Regarding E. B. White's Stuart Little, here's some further info:

From Walking Off The Big Apple (A Strolling Guide To New York City) comes this article E. B. White And The New York Of Stuart Little, http://www.walkingoffthebigapple.com/2009/08/e-b-white-and-new-york-of-stuart-little.html:

Scott Elledge, the foremost biographer of E. B. White, points out many parallels between Stuart and the author, as well as some similarities between the mouse and White’s father. His list includes “Stuart’s love of boats, cars, canoes, skating, and travel; the call of the north and the love of morning and summertime.” (Scott Elledge, E. B. White: A Biography. New York: Norton, 1985, p. 262)

In Ames’ Crossing, Stuart meets a tiny girl, Harriet Ames, and after fantasizing about the great perfect date with her on the river in his little gift shop souvenir canoe, the eventual meeting turns into a disaster. In retrieving the canoe, Stuart finds the boat displaced and wrecked, presumably by children, and while normally a mannerly young mouse, he loses emotional control. The girl is willing to make the best of the situation, but Stuart can’t wrestle away his disappointment. She walks away, also dispirited. He’s learned a lesson, however, and he presses on with his journey.
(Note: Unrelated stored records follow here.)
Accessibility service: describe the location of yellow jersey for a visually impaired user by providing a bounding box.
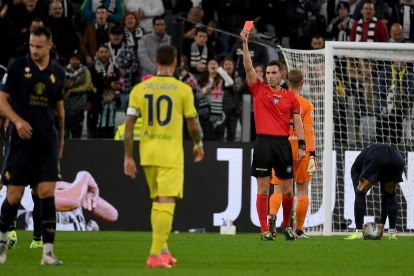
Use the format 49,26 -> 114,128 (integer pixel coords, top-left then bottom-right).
129,76 -> 197,168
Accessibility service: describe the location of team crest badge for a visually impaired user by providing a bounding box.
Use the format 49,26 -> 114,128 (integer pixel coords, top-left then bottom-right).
35,82 -> 46,95
24,66 -> 32,79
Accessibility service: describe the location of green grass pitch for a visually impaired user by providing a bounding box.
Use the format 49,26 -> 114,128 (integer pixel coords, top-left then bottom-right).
0,231 -> 414,276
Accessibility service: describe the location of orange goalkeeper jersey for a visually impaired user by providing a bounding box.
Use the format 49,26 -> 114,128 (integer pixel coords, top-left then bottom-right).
289,95 -> 315,152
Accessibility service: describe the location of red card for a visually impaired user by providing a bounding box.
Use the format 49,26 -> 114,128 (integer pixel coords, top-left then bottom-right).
243,21 -> 253,31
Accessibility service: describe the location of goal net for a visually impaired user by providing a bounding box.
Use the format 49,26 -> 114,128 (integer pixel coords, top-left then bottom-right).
280,42 -> 414,235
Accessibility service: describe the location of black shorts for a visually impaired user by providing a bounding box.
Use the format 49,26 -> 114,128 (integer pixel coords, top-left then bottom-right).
1,144 -> 58,187
250,134 -> 293,179
351,149 -> 405,185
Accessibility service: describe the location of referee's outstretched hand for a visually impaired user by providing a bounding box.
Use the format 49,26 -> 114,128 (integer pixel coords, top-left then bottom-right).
16,118 -> 33,140
240,30 -> 250,43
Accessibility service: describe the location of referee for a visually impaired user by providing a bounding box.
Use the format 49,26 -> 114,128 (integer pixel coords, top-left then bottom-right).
346,144 -> 405,240
240,27 -> 306,241
0,27 -> 65,265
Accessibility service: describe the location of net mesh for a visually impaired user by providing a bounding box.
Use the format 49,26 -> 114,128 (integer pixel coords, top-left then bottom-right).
281,44 -> 414,233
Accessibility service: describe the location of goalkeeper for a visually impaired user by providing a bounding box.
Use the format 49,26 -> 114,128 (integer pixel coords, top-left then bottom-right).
268,69 -> 317,238
345,144 -> 405,240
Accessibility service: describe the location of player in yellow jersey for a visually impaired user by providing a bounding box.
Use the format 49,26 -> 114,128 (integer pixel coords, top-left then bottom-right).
269,69 -> 317,238
124,45 -> 204,268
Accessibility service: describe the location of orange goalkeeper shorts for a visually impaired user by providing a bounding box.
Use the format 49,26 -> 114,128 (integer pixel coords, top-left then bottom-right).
271,148 -> 311,185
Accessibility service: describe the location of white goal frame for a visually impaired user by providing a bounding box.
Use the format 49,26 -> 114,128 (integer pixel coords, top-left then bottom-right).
322,41 -> 414,236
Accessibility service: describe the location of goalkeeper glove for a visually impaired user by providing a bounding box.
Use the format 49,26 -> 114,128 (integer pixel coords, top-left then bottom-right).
307,151 -> 318,175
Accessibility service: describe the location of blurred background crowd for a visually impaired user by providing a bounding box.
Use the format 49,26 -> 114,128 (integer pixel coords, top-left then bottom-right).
0,0 -> 414,141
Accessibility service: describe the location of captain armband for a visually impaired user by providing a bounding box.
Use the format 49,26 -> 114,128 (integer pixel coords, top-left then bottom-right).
298,140 -> 306,151
126,107 -> 139,117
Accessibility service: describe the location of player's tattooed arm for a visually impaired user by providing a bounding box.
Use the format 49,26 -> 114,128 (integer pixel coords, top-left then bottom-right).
186,117 -> 204,162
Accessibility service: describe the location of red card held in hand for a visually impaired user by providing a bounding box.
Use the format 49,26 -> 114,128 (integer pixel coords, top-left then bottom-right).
243,21 -> 253,31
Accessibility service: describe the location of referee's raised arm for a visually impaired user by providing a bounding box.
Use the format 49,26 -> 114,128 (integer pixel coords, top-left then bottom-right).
240,30 -> 257,84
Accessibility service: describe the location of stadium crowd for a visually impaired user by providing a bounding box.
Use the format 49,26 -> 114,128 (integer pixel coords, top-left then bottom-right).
0,0 -> 414,141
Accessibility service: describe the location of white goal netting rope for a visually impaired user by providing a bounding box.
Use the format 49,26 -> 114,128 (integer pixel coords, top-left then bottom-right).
280,42 -> 414,233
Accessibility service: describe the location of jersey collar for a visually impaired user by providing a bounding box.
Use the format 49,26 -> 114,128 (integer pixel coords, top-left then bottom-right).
26,53 -> 55,72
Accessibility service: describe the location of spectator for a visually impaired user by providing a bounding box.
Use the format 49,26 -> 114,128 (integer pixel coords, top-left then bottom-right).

From http://www.nytimes.com/books/97/08/03/lifetimes/white-designs.html?_r=1, May 24, 1970, The Designs of E. B. White by Gerald Weales:

In emphasizing the separate units in “Stuart Little,” I do not intend to deny the design, for the quest requires a continuing hero and it usually resorts to recurring figures and verbal or thematic echoes. Stuart’s bravery is established when he goes down the drain to get his mother’s ring. His sense of adventure, his resourcefulness, even that touch of dandified pompousness which recalls Lancelot, are all dramatized before beauty–in the person of Margalo, the fugitive birds, flies in and out of his life. There is a nice thematic line from Katharine’s souvenir pillow in the schoolroom chapter to the canoe with which Stuart hopes to impress Harriet. The pillow was the gift of a boy Katharine met at summer camp and the canoe, also a souvenir, is labeled “Summer Memories.” But the little girl will not let Stuart have the pillow and the canoe is smashed before he can use it–and rightly so. They represent the comfort of settling for less and are not for Stuart; after all, he, like Cuchulain, is a hero. But, despite these thematic lines, the book has no real ending. The quest for beauty is necessarily open-ended; we can always cheerfully pick up our hero at any point on his journey.
 
How interesting.....what a cool notion to know those initials could be EB Whites. Either way, a really cool story. Part of the reason we love these old canoes is the era they were made and the stories that are attached to them. There is just something about it.